Reverse Proxy with Auth (Recommended)
Don’t expose Ollama directly. Use a reverse proxy with authentication:
# Add to your existing Traefik, Caddy, or Nginx setup
# Caddy example:
# ollama.yourdomain.com {
# basicauth {
# admin $2a$14$your_hashed_password
# }
# reverse_proxy localhost:11434
# }
Connecting to Open WebUI
Open WebUI gives you a ChatGPT-like interface for your local models:
# Add to docker-compose.yml
services:
open-webui:
image: ghcr.io/open-webui/open-webui:main
container_name: open-webui
restart: unless-stopped
ports:
- "3000:8080"
volumes:
- open-webui_data:/app/backend/data
environment:
- OLLAMA_BASE_URL=http://ollama:11434
depends_on:
- ollama
volumes:
open-webui_data:
Navigate to http://your-server:3000, create an account, and start chatting with your local models through a polished web interface.
Performance Tuning
Increase Context Window
# Default is 2048 tokens. Increase for longer conversations:
ollama run llama3.1 --num-ctx 8192
Keep Models Loaded
By default, models unload after 5 minutes of inactivity:
# Keep loaded indefinitely
OLLAMA_KEEP_ALIVE=-1 ollama serve
# Or set in systemd environment
Environment="OLLAMA_KEEP_ALIVE=-1"
Multiple Models Simultaneously
Ollama can load multiple models if you have the VRAM. Each model needs its own memory allocation. Monitor with:
ollama ps # Show running models
nvidia-smi # GPU memory usage (NVIDIA)
Quantization Choices
Most models on Ollama are Q4_0 quantized by default. For better quality at the cost of more memory:
ollama pull llama3.1:8b-instruct-q8_0 # Higher quality
ollama pull llama3.1:8b-instruct-q4_K_M # Good balance
Security Considerations
- Network: Never expose port 11434 to the internet without auth
- Models: Only download from
ollama.com/libraryor trusted sources - Resources: Set memory limits in Docker to prevent OOM crashes
- Logs: Ollama logs prompts — be aware if handling sensitive data
- Updates:
ollama pull model-namere-downloads latest version
Monitoring
Check Ollama’s health and resource usage:
# Service status
systemctl status ollama
# Logs
journalctl -u ollama -f
# API health check
curl http://localhost:11434/api/tags
# GPU usage (update every 1s)
watch -n 1 nvidia-smi
For full monitoring, pipe Ollama metrics into your Grafana + Prometheus stack.
Troubleshooting
Model won’t load: Check available RAM/VRAM with free -h and nvidia-smi. Try a smaller model or quantization.

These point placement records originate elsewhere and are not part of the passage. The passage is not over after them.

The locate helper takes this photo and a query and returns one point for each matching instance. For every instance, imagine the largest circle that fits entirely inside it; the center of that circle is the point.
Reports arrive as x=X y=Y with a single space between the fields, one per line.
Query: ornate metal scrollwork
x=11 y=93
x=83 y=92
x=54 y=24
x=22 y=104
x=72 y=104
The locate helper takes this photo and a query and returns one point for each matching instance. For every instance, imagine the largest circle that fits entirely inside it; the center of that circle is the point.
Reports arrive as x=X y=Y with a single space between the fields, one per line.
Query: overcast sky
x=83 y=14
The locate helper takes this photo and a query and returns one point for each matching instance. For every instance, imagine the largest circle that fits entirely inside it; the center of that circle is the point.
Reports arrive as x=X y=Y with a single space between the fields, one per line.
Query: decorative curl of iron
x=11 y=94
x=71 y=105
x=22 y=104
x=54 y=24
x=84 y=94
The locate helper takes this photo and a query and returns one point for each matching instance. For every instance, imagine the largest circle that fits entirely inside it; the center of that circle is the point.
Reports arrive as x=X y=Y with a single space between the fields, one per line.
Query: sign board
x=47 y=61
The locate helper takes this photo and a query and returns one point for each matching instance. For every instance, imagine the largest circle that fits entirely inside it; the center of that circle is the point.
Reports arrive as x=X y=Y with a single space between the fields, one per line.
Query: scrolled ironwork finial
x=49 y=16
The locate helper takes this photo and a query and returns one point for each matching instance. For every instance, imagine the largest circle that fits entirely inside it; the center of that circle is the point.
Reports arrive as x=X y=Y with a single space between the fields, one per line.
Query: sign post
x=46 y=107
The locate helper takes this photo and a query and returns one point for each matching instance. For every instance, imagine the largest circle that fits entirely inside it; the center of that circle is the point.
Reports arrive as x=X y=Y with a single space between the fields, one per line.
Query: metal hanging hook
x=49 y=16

Slow generation: Ensure GPU is detected: ollama run llama3.1 --verbose shows if it’s using GPU or CPU.
Connection refused: Check if Ollama is running (systemctl status ollama) and listening on the right interface (ss -tlnp | grep 11434).
Docker GPU not working: Verify NVIDIA Container Toolkit: docker run --rm --gpus all nvidia/cuda:12.0-base nvidia-smi
What’s Next?
Once Ollama is running, you can:
- Add Open WebUI for a ChatGPT-like interface
- Connect Continue.dev for AI-powered coding in VS Code
- Set up MCP servers to give your AI access to files, databases, and tools (browse MCP servers)
- Build custom Modelfiles for specialized assistants
- Run embedding models for local RAG (retrieval-augmented generation)
You now have a private, free, unlimited AI running on hardware you control. No subscriptions. No data leaving your network. Welcome to self-hosted AI.